The Caproni Sauro-1 (Sorrel), or Caproni Tricap, was a light, single-engine cantilever monoplane, seating two in tandem, built in Italy in the early 1930s for touring. Despite good performance and favourable test reports, only one was built.

==Design and development==

The Caproni Sauro-1 was not a Caproni design, but was built by them to a design from Emmanuele Trigona, leading to the alternative name Tricap (Trigone Caproni). It was an aerodynamically clean cantilever monoplane with a low inverted gull wing. The wing was thick with a wide chord at the root, tapering both in plan and in thickness along the span to rounded wing tips. Structurally the Sauro was a mixture of wood and chrome steel frames, covered with plywood and fabric. On the wings the plywood was stress bearing. Camber changing gear linked the neutral position of the ailerons and the angle of incidence of the tailplane; the ailerons maintained their normal opposing deflections for lateral control. The fixed, conventional undercarriage took advantage of the inverted gull wing by placing the main legs at the lowest points of the wings, keeping the legs short and the track wide. Shallow, full chord fairings enclosed the legs and part of the mainwheels, which had rubber shock absorbers and brakes.
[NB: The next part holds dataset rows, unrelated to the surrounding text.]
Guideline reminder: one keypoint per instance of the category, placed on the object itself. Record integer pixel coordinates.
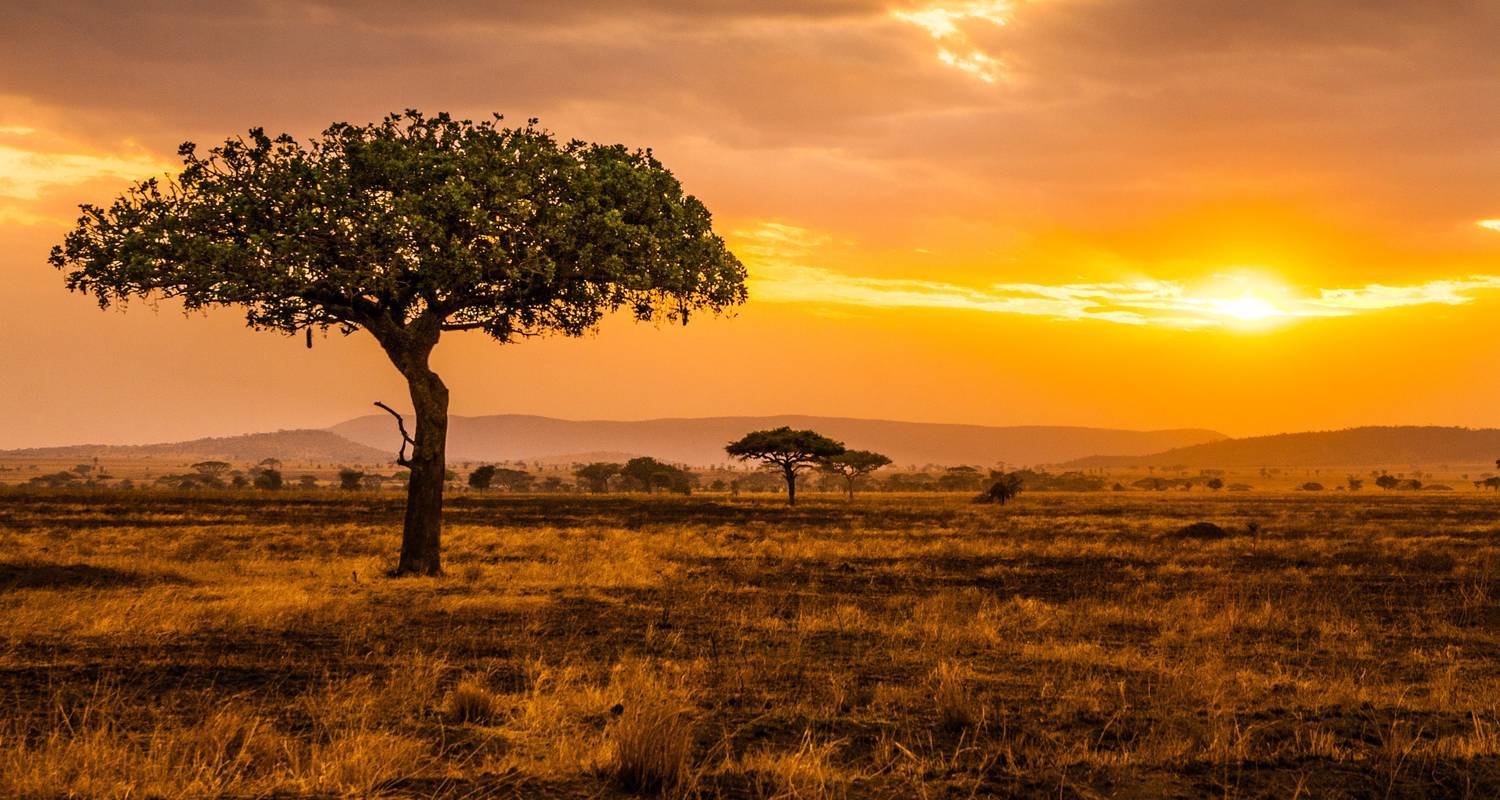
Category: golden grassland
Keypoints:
(1065, 646)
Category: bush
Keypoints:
(267, 479)
(470, 701)
(350, 479)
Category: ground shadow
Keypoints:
(18, 575)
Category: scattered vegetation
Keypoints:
(219, 643)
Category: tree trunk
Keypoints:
(422, 535)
The Sauro was powered by a 97 kW (130 hp) Farina T-58 radial engine within a domed cowling that left its five cylinders individually exposed. Behind the engine the fuselage was ovoidal in cross-section and tapered only slowly to the tail. It had a chrome steel frame, covered with plywood and fabric. The two tandem cockpits, the forward one over the wing and the other just behind its trailing edge, had long headrest deckings behind them that extended to the tail. The cockpits were equipped with dual controls; those of the forward position could be disconnected in flight. Both seats had room for a parachute. The tail surfaces were conventional, steel-framed and covered with a mixture of aluminium and fabric, with the tapered tailplane set at mid-fuselage with an angular fin and rudder above. The rudder ended above the fuselage, angled to allow for elevator movement. A steel shod, rubber-sprung tailskid was mounted at the end of the fuselage.

The Sauro was built at Caproni's main Taliedo works, then tested at Guidonia Montecelio under military markings. The aircraft was judged a success, with good performance and handling, but there was no development or production. Trigona carried over some features of the Sauro into a fighter design but this was abandoned in 1943.